The Korean Fiasco
James Randi --- Wizard (email@example.com)
Thu, 20 Jul 1995 18:58:00 -0400
BUT I DIDN'T DRINK THE WATER.....
A few weeks ago, I received an invitation to visit Seoul, Korea, for the
purpose of doing a TV program there. My agent, myself, and a representative
of "Guinness World Record Korea" exchanged endless faxes to arrange the
details of the contract, and experienced considerable problems with language
differences. Those we suffered through via fax were nothing compared to
what my friend Vikash and I were to undergo once we were in Seoul.

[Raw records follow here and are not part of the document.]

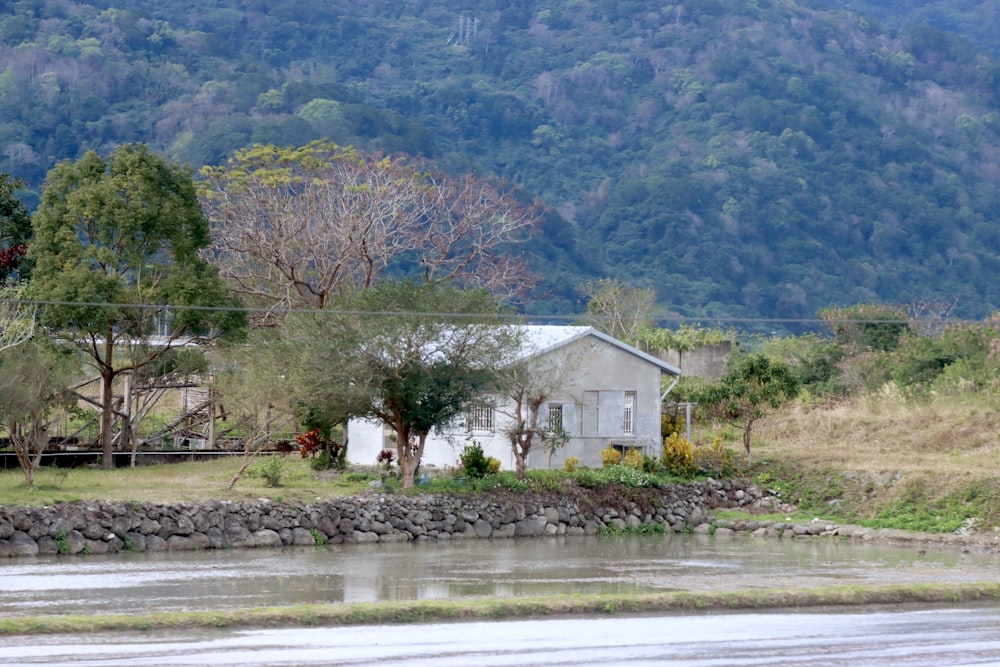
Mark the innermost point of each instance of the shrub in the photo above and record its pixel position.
(492, 465)
(716, 458)
(385, 458)
(633, 459)
(610, 456)
(474, 461)
(270, 470)
(678, 455)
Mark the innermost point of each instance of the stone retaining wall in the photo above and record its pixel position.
(108, 527)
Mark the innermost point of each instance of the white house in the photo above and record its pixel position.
(600, 392)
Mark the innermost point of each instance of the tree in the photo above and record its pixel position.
(116, 256)
(410, 356)
(753, 387)
(298, 226)
(34, 383)
(867, 326)
(618, 309)
(17, 319)
(15, 228)
(528, 385)
(253, 386)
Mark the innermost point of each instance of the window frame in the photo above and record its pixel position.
(628, 413)
(480, 419)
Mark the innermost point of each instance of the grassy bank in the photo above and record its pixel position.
(881, 462)
(176, 482)
(931, 466)
(504, 608)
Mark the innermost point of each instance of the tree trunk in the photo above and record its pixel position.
(521, 451)
(107, 401)
(747, 433)
(107, 419)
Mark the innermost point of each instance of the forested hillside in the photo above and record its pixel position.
(976, 20)
(755, 158)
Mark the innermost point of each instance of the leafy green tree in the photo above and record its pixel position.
(869, 326)
(116, 255)
(252, 383)
(15, 228)
(34, 383)
(754, 386)
(412, 357)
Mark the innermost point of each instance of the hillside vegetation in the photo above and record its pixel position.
(745, 159)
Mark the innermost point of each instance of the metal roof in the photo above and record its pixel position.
(541, 339)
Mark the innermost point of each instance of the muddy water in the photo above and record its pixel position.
(425, 570)
(915, 638)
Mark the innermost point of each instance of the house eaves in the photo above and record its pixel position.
(541, 340)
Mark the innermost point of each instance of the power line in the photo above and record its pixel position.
(578, 317)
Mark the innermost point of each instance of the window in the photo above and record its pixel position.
(555, 418)
(628, 413)
(480, 419)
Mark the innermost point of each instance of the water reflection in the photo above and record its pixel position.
(437, 570)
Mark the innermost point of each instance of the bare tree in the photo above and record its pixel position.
(34, 384)
(17, 321)
(528, 386)
(619, 309)
(295, 227)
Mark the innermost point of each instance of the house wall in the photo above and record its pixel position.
(594, 370)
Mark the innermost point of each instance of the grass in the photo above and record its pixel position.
(176, 482)
(424, 611)
(886, 462)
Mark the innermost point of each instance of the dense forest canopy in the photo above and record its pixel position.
(748, 159)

Nothing, but nothing, took place as planned. People would call, arrange to
meet me, and never show up. There was little, if any, understanding of what
I was there to do, though I'd gone into exquisite detail on the faxes. It
took us two days to discover that the Big Producer, Mr. Kim*, had been
misinformed; he thought I was a genuine psychic!

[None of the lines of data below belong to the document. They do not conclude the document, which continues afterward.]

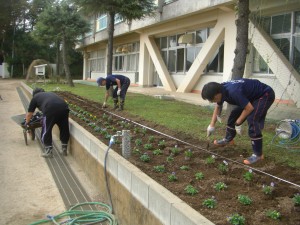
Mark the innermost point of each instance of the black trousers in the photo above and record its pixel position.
(61, 119)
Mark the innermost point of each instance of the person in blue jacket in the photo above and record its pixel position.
(122, 83)
(55, 111)
(251, 99)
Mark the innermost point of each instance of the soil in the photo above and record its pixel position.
(102, 124)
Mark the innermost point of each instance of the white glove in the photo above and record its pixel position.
(210, 130)
(239, 130)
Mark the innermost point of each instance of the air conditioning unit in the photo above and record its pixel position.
(185, 39)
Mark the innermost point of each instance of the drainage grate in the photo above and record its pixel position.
(67, 183)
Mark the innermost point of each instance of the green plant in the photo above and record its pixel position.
(223, 167)
(148, 146)
(184, 167)
(268, 189)
(220, 186)
(145, 157)
(151, 139)
(273, 214)
(244, 199)
(175, 150)
(138, 142)
(296, 199)
(189, 189)
(172, 177)
(236, 219)
(210, 160)
(248, 176)
(188, 153)
(162, 144)
(159, 168)
(157, 152)
(199, 176)
(210, 202)
(170, 158)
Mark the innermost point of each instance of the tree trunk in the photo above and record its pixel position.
(110, 30)
(241, 44)
(66, 66)
(241, 39)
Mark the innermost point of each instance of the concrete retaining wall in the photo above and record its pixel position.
(137, 199)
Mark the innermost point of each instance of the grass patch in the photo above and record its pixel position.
(183, 117)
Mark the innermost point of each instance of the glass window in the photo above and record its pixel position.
(172, 61)
(296, 60)
(180, 60)
(281, 24)
(201, 36)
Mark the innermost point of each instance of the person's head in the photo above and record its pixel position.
(101, 81)
(37, 90)
(212, 92)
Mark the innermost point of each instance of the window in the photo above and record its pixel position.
(126, 57)
(97, 61)
(284, 29)
(179, 57)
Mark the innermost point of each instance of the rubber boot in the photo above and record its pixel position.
(257, 146)
(115, 103)
(48, 152)
(64, 149)
(121, 107)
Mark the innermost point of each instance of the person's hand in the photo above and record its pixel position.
(210, 130)
(239, 130)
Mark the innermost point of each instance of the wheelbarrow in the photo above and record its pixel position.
(35, 122)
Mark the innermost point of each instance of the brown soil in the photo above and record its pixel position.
(227, 200)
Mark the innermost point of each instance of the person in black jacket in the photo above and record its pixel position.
(55, 111)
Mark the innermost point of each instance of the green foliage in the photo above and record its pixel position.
(210, 160)
(189, 189)
(273, 214)
(296, 199)
(220, 186)
(236, 219)
(248, 176)
(172, 177)
(199, 176)
(145, 157)
(244, 199)
(268, 189)
(210, 202)
(159, 168)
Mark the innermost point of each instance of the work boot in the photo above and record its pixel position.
(64, 149)
(48, 152)
(116, 104)
(121, 107)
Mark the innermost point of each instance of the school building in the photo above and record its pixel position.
(191, 42)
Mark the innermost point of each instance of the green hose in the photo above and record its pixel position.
(73, 216)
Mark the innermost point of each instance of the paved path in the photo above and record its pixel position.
(27, 189)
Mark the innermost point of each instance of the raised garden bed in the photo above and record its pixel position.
(212, 181)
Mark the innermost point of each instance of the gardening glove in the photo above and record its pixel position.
(210, 130)
(239, 130)
(219, 118)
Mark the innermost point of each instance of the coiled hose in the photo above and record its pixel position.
(73, 216)
(287, 134)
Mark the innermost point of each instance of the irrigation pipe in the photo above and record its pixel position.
(202, 149)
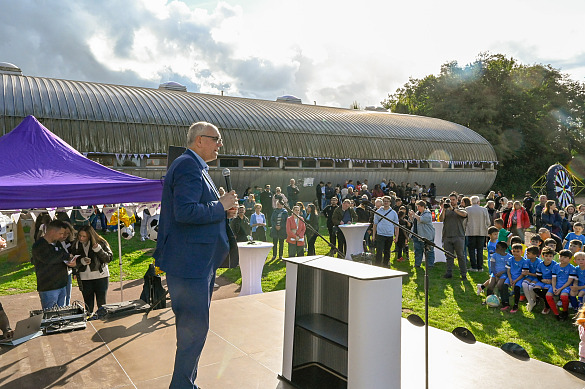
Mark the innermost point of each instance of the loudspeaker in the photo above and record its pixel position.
(174, 153)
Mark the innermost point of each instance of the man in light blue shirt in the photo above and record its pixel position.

Well, that posed a major problem. I'd outlined 16 tricks-of-the-psychics I
would do, along with explanations. And I did them all at the production
meetings, to establish that they'd work. Everyone oooohed and ahhhhed, but
Kim was quite troubled. He finally announced that I would wear a silver
robe and hat, and declare it all to be the real thing. I counter-announced
that I'd do no such thing, and he could only get that costume onto my
corpse. Kim suggested that I say that some of what I did was fake, but most
of it was real. I said no. He told me I could say that most of what I did
was fake, but some was real. Nyet, nein, no, non. We were not at all happy
with each other, and Kim kept saying that the Korean people like to believe
that psychic stuff is real, and they would expect me to say that it is.

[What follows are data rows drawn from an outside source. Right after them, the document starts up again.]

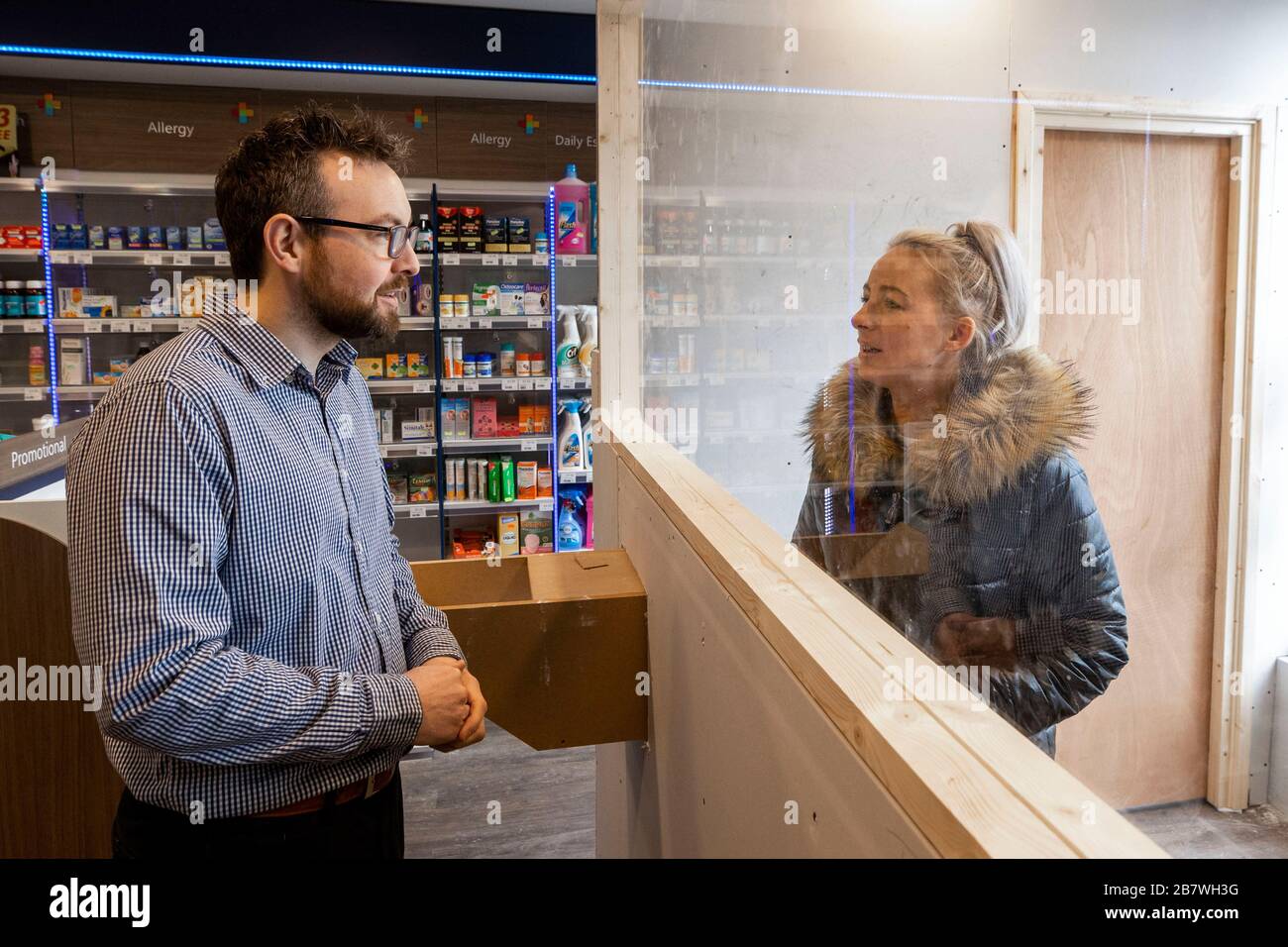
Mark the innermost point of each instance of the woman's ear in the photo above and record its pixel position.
(962, 334)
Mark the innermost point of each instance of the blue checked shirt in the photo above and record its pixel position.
(235, 573)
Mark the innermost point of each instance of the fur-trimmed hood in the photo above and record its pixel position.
(1022, 408)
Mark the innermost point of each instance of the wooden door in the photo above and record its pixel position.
(1154, 213)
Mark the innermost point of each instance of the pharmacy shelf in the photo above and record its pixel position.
(117, 324)
(204, 184)
(408, 449)
(497, 444)
(544, 504)
(22, 326)
(510, 261)
(540, 382)
(412, 385)
(489, 260)
(141, 258)
(82, 392)
(24, 393)
(450, 191)
(696, 261)
(71, 182)
(493, 322)
(712, 321)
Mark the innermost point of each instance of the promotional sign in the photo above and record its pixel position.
(8, 131)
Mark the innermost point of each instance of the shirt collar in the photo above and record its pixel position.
(256, 348)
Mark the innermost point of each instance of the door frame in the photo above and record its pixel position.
(1250, 133)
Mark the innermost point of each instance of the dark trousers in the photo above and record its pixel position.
(360, 828)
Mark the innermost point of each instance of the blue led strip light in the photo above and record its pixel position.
(46, 243)
(874, 94)
(305, 64)
(554, 372)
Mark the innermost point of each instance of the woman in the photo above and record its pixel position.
(1020, 575)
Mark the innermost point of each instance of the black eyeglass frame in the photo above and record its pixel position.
(408, 231)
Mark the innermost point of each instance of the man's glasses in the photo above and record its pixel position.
(399, 235)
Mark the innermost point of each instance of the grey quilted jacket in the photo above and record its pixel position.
(1008, 512)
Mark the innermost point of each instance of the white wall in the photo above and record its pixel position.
(928, 85)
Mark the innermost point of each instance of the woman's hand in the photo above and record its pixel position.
(962, 638)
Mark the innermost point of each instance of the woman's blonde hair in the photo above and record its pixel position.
(979, 272)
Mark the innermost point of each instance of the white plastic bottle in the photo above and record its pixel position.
(589, 337)
(572, 446)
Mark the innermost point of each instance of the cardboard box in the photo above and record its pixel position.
(558, 641)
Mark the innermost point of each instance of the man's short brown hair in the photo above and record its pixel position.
(275, 170)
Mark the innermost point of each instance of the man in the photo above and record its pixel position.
(267, 657)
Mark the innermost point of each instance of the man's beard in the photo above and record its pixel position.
(340, 312)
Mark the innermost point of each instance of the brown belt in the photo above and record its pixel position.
(360, 789)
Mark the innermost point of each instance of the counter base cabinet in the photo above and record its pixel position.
(58, 792)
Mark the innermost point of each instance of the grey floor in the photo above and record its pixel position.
(1196, 830)
(500, 799)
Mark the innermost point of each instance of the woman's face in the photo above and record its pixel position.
(902, 330)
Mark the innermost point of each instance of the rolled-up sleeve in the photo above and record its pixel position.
(424, 629)
(150, 495)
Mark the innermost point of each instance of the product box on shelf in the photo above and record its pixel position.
(417, 431)
(398, 487)
(485, 299)
(511, 298)
(420, 488)
(519, 235)
(536, 532)
(536, 299)
(483, 418)
(71, 360)
(471, 240)
(449, 230)
(419, 365)
(213, 235)
(494, 240)
(507, 532)
(77, 303)
(584, 612)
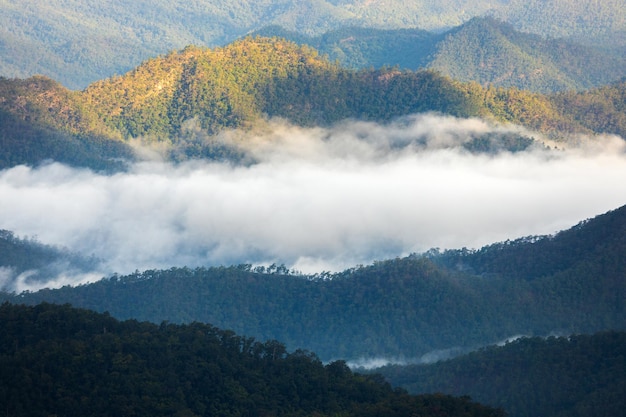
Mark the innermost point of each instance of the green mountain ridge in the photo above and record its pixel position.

Note: Mr. Kim wasn't at all interested in the truth of the matter, but only
in what the Korean public wanted to hear. His lack of respect for their
dignity really annoyed me. And his confident declarations of psychic powers
that were, he said, part of the lives of Koreans, really depressed me. When
he ran on about a Korean girl who could read sealed envelopes -- and had
been "tested by scientists!" -- I offered to give her my fee for the
engagement if she could do it for me, just ONCE, but he waved away that
suggestion. We have an exprssion that involves putting up or shutting up,
but I think it would have been lost on the man.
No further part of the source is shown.